What can one expect from a tour of the museum? Beginning from the first marine organisms up to the fauna endemic to the Mediterranean of the last thousands of years, visitors can see bones of dinosaurs and large marine reptiles that inhabited the earth 65,000 years ago. They can also touch a unique dinosaur foot print, while having the opportunity to admire Greece’s unbelievable paleontological wealth, getting acquainted with the big collections of fossilized animals and plants.

“We have perhaps as many as 90,000 fossil samples which however are not exhibited. There are around 5,000 findings in the exhibition and they are what attract the public most; fossils of large mammals and reptiles from excavations in places all over Greece such as the Dodecanese, Pikermi, the Cyclades and they begin in the 19th century” says Mr Karakitsios to the Athens and Macedonian News Agency.

Specifically, a walk round the museum will… open the door to the world famous Pikermi Fauna with its gigantic tortoises, the terrible dimetrodons and the small monkeys that have been located at many paleontological sites from Macedonia to Attica and Euboea. You will find yourself in front of a reconstruction of the huge Megalopolis elephant that roamed Arcadia almost 400,000 years ago and inspired the myth of the Cyclops. You will also be impressed by the Dwarves and Giants of the Greek islands, the small deer and giant otters from Crete, the last European elephant from Tilos as well as the smallest hippopotamus that ever lived, from Cyprus.
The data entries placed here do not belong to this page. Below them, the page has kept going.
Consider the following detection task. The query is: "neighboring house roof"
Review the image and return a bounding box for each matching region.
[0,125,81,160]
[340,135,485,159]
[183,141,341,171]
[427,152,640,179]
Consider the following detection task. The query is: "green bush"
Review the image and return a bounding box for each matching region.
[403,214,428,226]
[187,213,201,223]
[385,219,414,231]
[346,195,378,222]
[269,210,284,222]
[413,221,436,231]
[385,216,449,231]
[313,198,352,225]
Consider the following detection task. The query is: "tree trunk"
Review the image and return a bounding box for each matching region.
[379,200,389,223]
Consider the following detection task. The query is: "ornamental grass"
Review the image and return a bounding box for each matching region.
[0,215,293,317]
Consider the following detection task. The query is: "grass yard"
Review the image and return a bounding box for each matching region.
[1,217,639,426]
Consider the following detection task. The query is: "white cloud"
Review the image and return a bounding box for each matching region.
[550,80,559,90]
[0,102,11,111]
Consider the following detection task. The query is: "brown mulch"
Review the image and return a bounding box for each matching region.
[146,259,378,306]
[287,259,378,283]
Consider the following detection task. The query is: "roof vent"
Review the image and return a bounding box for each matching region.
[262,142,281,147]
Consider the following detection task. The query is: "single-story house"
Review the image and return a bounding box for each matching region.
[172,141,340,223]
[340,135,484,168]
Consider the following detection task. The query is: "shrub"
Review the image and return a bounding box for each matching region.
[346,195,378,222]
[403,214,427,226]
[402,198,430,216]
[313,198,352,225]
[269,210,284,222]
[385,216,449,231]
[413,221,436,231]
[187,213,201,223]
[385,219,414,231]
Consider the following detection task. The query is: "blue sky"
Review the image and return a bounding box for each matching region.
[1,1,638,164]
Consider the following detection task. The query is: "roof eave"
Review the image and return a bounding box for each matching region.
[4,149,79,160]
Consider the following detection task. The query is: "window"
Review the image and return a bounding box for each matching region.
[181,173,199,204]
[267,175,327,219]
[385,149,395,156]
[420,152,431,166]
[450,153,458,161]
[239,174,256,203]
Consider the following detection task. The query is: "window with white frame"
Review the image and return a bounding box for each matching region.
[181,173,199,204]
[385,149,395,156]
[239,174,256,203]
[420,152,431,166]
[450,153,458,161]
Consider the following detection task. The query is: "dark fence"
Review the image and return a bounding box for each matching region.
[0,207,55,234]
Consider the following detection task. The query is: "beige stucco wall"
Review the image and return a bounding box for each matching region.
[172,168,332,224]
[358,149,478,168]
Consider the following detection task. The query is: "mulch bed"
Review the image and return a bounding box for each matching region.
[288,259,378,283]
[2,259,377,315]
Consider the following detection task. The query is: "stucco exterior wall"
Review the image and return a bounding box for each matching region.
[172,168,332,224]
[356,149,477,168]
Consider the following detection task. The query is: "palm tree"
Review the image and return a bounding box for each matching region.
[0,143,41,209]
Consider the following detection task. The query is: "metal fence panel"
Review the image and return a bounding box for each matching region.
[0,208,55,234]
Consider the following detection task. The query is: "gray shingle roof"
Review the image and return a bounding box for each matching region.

As Mr Karakitsios points out to the AMNA “All visitors, young and old, are thrilled by the exhibition and excited by the image of an organism that lived 500 million years ago. Let us not forget that geology and paleontology are not anthropocentric sciences which give a leading role to humankind, but consider the latter a result of evolution. Consequently all the above are ancestral forms”.

The museum will be open to the public on weekdays from 9 a.m. to 2 p.m, from October 1 2018 till July 31, 2019.

Museum of Paleontology and Geology of the National and Kapodistrian University of Athens, University Campus, Zografou, Athens.